Я какое-то время еще стоял перед генералом, собираясь козырнуть и удалиться, испросив, конечно, разрешения на это. Душа бунтовала, а в голове и памяти приберегал я напутственные слова Николая Павловича: «Не расстраивайся и не горячись. Выше голову, капитан Гаевой, выше».
— Товарищ генерал, дважды по одному и тому же вопросу мне неудобно к вам обращаться. Считаю, что учиться я должен и просить об этом не грешно.
— Что верно, то верно, время ты выбрал в самый раз... — сказал начальник управления и еще раз в задумчивости перелистал мое личное дело, лежавшее перед ним.
— Хорошо, капитан Гаевой. Чтобы ты не вспоминал меня всю жизнь недобрым словом — пусть будет по-твоему. Пиши рапорт.
И посмотрел на меня как строгий отец, впервые согласившийся с доводами возмужавшего сына.
МАРЧЕЛЛО И К°
1
Генерал Гаевой сидел за рабочим столом и читал документы. В кабинете было мрачновато. Солнце заглядывало сюда только во второй половине дня. Тогда становилось светлее и на длинном полированном столе для совещаний, обставленном старинными стульями с высокими спинками, мелькали солнечные зайчики. Весна пришла ранняя. Под окнами уже начинали зеленеть пирамидальные тополя.
— Разрешите, товарищ генерал? — вошел в кабинет дежурный офицер.
Гаевой оторвался от бумаг.
— Заходите. Что там у вас?
— Срочное сообщение, Алексей Иванович. В порту Никарагуа подорвался на мине наш танкер.
Офицер положил на стол телеграмму. Генерал внимательно прочитал ее, что-то подчеркнул, потом снова перечитал.
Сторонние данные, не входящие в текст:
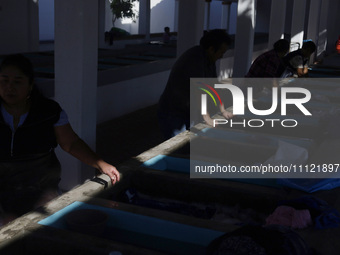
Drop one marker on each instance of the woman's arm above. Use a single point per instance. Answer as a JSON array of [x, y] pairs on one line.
[[70, 142]]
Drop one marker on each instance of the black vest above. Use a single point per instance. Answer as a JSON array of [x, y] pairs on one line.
[[291, 55], [35, 136]]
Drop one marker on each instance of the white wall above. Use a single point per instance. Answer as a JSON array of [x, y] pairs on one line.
[[19, 26], [124, 97], [46, 20], [162, 15]]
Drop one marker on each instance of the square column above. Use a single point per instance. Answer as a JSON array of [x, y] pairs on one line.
[[313, 23], [298, 21], [244, 38], [76, 55], [144, 18], [323, 31], [190, 24], [277, 21]]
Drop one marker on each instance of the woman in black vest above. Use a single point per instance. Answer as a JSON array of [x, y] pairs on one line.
[[31, 127]]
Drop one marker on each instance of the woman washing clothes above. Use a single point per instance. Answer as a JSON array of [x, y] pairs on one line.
[[31, 127]]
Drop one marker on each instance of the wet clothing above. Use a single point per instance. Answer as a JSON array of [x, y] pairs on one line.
[[28, 164], [267, 65], [174, 104]]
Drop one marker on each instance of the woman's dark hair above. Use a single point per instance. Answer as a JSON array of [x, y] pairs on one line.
[[215, 38], [21, 62], [24, 65], [309, 45], [281, 45]]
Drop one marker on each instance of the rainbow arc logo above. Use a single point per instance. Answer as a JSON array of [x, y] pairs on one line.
[[209, 93]]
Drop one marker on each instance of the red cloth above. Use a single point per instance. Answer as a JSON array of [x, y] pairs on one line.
[[290, 217]]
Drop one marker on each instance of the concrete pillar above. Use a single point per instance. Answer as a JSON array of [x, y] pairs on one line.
[[76, 55], [323, 31], [225, 19], [313, 24], [101, 23], [207, 14], [176, 16], [333, 32], [33, 26], [298, 20], [190, 24], [244, 37], [277, 21], [144, 18], [19, 26]]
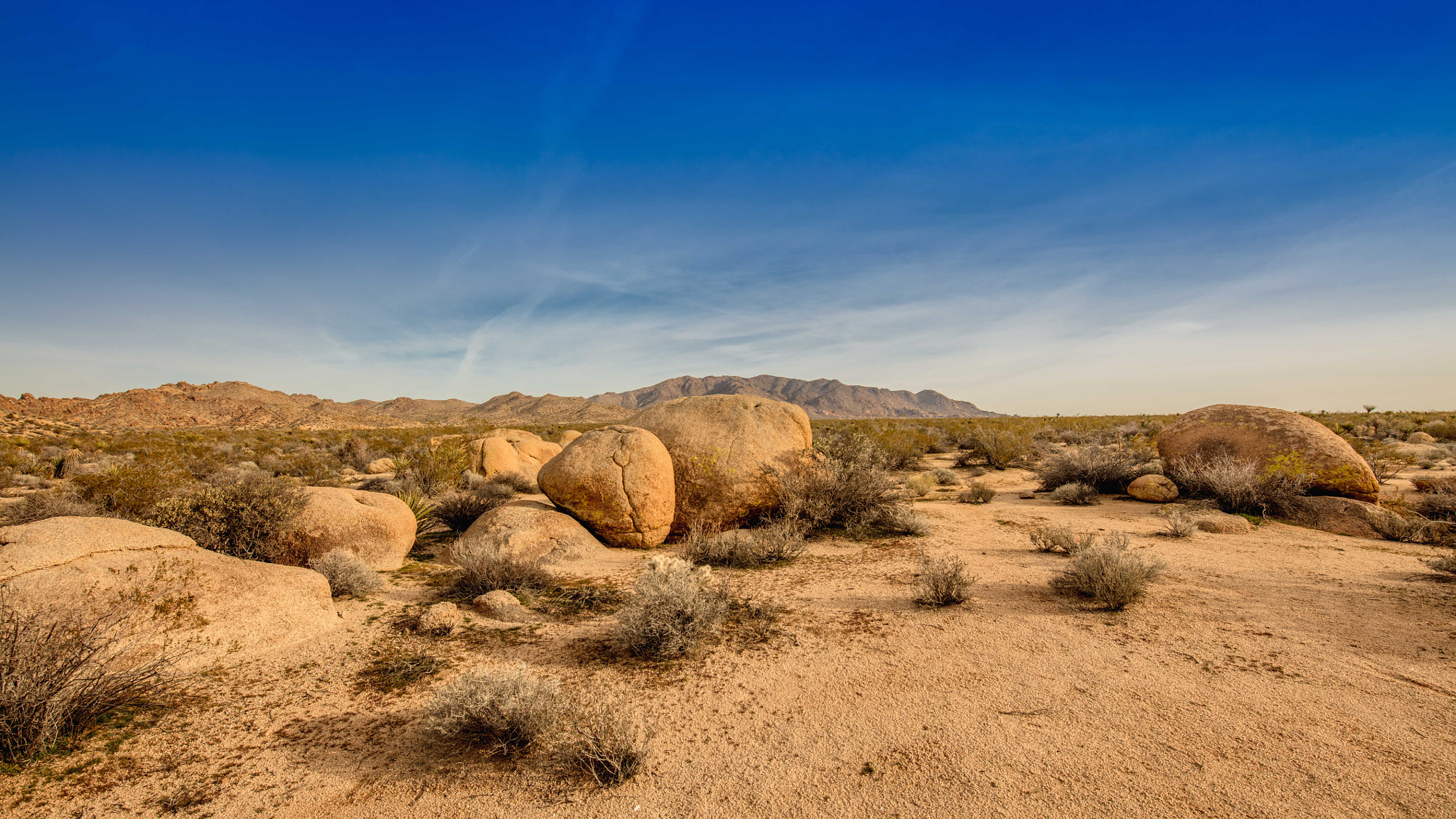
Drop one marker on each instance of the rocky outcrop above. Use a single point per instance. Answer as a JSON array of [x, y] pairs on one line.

— Оставьте у меня. Пусть зайдет ко мне полковник Шахтанин. Вы свободны.
Оставшись один, Гаевой закурил, что бывало с ним не часто после того, как лечащий врач посоветовала бросить курить. Алексей Иванович не спорил, однако пачку сигарет хранил в столе и всегда тянулся к ней, когда возникала, как он говорил, «нетипичная ситуация». А типичных ситуаций за долгие годы службы, насколько он припоминал, было мало...
Подчиненные знали: если генерал закурил, значит, случилось что-то чрезвычайное. Вот почему так насторожился Шахтанин, застав генерала с сигаретой во рту.
— Присаживайтесь, Николай Васильевич. Вот, прочтите, — сказал Гаевой, подвигая телеграмму.
А сам, продолжая курить, подошел к окну и широко распахнул его. Если бы чуть раздвинуть деревья и сместить построенные в последние годы вблизи дома, то из окна, у которого стоял генерал, можно было бы увидеть широкую панораму морского порта на берегу вытянутой в длину бухты, окруженной невысокими скалистыми горами.